An on island friend who is a very skilled person in lots of rural crafts that Ady and I are desperate to learn more about has been sharing some of his skills and yesterday we spent a very exciting hour in his company getting a first lesson in how to sythe. We are on our fourth strimmer in two and a half years and hate the use of petrol and noise pollution that strimming creates, while still needing to keep paths clear to walk up and down the croft, harvest the grass and reeds for animal bedding and prevent our crops from being choked by grass and weeds. Sytheing may well be the answer - new skills and a low impact, sustainable solution. I commented to our friend how lucky we were to have him here willing to teach us and he told me that a skill is not a skill until you share it. What a deep thought and one which has echoed through my mind countless times since he said it...

This morning when I was answering questions about living in a campervan for 9 months. This lunch time as we all sat down to fresh baked bread and home made soup and then our visitor made the bread dough and pizza dough for this evening - a skill she had not possessed two weeks ago when she arrived her but I have shared with her. At breakfast when we spread jam on our toast made in a collaborative effort between Scarlett and I, this afternoon when Davies headed off to water the polytunnel calling back over his shoulder 'I know, don't over water the chillies...' and came back having picked the very first tomatoes. Later this evening when Scarlett and I walked back to the croft the long way all around three sides of our land and we picked a posy of wild flowers and grasses to put in a jam jar and brighten the static.

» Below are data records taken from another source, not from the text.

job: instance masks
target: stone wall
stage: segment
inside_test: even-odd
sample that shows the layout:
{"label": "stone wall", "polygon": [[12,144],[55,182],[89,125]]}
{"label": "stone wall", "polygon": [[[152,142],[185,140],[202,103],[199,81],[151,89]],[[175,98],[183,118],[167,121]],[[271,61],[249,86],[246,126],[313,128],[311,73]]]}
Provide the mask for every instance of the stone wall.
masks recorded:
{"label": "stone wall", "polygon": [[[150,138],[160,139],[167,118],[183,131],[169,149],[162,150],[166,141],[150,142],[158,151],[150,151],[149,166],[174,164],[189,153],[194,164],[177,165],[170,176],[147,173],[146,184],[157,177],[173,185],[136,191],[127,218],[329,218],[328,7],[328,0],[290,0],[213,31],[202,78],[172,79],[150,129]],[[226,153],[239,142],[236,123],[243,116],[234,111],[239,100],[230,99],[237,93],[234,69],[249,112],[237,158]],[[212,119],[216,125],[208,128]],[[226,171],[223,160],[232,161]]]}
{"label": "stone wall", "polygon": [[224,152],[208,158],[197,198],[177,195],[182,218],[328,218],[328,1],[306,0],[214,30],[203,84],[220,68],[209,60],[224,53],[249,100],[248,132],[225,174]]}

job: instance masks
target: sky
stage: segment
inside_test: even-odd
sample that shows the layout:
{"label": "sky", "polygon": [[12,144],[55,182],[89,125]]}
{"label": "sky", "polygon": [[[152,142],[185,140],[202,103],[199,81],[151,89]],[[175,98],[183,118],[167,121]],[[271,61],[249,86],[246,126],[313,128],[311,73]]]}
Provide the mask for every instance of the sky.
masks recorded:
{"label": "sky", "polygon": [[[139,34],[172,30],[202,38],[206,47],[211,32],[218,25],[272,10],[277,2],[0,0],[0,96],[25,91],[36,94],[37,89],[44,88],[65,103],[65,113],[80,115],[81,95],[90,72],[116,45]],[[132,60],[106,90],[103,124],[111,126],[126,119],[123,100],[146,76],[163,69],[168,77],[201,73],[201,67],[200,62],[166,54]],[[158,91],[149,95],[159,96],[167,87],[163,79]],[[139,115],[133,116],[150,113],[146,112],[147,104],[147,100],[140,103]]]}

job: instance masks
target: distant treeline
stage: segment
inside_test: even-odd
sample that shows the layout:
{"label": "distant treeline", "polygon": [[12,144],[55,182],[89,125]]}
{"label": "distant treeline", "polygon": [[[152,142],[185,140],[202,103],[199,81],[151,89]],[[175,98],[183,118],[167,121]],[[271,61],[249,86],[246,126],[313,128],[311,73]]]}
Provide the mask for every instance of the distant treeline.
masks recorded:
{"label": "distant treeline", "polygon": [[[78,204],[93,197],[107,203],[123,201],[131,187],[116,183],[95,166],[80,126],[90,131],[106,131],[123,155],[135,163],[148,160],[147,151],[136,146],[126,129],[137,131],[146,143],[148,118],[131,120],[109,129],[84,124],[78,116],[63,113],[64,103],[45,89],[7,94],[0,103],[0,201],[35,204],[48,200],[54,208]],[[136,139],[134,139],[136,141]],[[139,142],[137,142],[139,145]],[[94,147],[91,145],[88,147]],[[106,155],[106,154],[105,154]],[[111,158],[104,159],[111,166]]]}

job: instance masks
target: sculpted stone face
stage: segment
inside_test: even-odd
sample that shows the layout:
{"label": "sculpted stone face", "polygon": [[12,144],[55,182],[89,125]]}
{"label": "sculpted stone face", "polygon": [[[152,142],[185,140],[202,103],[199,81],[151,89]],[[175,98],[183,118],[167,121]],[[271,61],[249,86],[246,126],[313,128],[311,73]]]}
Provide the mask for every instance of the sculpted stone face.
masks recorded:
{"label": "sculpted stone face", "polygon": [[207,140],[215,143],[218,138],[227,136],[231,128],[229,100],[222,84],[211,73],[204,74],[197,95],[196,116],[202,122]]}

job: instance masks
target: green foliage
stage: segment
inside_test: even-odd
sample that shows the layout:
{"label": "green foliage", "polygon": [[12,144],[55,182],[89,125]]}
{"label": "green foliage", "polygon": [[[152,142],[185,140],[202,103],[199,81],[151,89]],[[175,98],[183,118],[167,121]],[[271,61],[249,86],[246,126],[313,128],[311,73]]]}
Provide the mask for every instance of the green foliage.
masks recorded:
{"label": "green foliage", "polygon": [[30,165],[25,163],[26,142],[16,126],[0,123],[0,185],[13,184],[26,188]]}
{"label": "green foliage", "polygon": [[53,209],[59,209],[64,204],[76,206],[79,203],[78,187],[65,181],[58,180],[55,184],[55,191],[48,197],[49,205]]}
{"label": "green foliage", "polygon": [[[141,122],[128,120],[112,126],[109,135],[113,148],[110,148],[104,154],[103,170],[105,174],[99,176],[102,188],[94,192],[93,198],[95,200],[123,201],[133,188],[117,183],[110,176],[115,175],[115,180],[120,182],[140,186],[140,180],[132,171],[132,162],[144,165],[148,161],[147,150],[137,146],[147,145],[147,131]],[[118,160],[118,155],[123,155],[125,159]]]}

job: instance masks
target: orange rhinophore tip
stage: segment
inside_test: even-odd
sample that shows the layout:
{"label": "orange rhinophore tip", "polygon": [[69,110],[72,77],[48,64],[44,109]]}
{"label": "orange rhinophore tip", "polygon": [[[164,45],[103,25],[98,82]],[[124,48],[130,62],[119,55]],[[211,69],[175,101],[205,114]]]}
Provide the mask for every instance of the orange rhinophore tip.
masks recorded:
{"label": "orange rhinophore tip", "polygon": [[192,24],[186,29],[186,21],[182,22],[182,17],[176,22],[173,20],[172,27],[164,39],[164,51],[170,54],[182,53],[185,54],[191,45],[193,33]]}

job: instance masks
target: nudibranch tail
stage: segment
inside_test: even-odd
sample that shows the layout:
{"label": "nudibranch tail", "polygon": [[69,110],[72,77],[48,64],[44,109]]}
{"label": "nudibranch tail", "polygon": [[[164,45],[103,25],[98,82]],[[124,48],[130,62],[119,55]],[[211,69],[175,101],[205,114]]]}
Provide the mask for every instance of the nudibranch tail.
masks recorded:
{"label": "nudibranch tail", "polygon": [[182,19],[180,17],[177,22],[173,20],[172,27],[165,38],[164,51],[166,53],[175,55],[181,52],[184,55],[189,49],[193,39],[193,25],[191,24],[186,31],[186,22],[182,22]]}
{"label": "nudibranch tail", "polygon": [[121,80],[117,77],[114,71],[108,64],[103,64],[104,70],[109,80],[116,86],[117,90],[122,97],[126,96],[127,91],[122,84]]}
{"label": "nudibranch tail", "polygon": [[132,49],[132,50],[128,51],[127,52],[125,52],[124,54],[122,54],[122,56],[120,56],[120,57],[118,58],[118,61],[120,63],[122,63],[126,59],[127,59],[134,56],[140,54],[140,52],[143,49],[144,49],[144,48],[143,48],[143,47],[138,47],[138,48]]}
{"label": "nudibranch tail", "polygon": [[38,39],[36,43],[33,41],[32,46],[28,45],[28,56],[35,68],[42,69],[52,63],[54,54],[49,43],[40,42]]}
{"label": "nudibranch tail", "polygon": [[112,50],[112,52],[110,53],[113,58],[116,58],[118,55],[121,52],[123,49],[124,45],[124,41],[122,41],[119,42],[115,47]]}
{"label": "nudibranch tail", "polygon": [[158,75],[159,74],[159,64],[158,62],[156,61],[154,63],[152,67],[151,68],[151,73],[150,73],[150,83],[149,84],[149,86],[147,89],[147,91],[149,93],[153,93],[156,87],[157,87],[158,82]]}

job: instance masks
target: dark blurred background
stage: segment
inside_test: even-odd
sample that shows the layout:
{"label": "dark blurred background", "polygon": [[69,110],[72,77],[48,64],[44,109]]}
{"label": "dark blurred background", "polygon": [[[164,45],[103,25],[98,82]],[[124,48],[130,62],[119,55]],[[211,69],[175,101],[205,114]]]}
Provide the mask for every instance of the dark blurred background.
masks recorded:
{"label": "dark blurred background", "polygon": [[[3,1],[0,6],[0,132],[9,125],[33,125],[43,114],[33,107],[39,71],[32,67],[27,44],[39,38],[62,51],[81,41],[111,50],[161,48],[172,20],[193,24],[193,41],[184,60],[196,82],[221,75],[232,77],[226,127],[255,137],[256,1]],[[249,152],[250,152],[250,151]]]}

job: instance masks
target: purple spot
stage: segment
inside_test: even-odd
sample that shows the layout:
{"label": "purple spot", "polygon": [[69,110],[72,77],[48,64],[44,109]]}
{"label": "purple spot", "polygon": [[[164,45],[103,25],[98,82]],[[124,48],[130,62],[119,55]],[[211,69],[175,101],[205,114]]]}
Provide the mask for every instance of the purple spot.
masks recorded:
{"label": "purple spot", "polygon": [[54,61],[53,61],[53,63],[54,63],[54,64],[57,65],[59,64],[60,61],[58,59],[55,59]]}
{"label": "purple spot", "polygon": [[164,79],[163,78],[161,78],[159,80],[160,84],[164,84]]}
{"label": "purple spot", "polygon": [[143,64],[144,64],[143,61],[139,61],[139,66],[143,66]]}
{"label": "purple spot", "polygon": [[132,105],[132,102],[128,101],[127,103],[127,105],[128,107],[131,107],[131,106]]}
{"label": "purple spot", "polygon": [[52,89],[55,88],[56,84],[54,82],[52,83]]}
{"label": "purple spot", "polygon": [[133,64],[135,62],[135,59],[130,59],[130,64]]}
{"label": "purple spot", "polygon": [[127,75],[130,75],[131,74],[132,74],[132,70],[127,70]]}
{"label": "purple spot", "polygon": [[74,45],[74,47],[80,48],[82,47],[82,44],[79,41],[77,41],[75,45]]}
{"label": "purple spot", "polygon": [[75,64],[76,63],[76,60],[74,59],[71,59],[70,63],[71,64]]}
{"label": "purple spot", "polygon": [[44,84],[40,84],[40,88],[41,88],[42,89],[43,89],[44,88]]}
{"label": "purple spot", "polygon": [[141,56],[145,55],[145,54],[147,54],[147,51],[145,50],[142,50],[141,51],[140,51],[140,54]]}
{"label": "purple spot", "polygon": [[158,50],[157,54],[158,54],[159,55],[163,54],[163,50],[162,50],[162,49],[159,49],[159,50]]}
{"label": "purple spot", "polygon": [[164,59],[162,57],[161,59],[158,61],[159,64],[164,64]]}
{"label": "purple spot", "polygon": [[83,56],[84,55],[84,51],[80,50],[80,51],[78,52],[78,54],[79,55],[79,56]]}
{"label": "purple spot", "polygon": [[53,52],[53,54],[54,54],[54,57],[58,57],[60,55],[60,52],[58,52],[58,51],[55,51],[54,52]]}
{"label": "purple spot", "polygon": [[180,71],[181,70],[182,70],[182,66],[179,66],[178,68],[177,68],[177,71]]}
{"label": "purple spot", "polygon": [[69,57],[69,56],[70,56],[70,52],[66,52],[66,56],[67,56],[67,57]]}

My grandmother is a florist and I have many childhood memories of sitting in her flower shop, eating marmite on toast, surrounded by great buckets of highly scented, rainbow coloured blooms. I love the smell of cut flowers and that taking me back 35 years ago in time quality the smell has but have always been rather snooty at the idea of having cut flowers in my house - expensive, imported at great carbon footprint cost, a token of ostentatious spending rather than genuine thoughtfulness... but the flowers on the croft make me smile every time I walk up the hill. Over the last 3 summers I have learned the names of most of them - asking people who live here and know the names, picking a specimen and searching in our wild flower guide book, going on organised wild flower walks with the ranger.

Today Scarlett and I picked the posy in the photo above and could both name all of the flowers - ragwort, sneezeworth, common birdsfoot trefoil, devils-bit scabious, meadowsweet. celandine, ling heather, clover, orchid and various rushes and grasses. 

Never in our old lives would we have sought to gain or retain that knowledge, it simply would not have sunk in. What new thing did you learn today?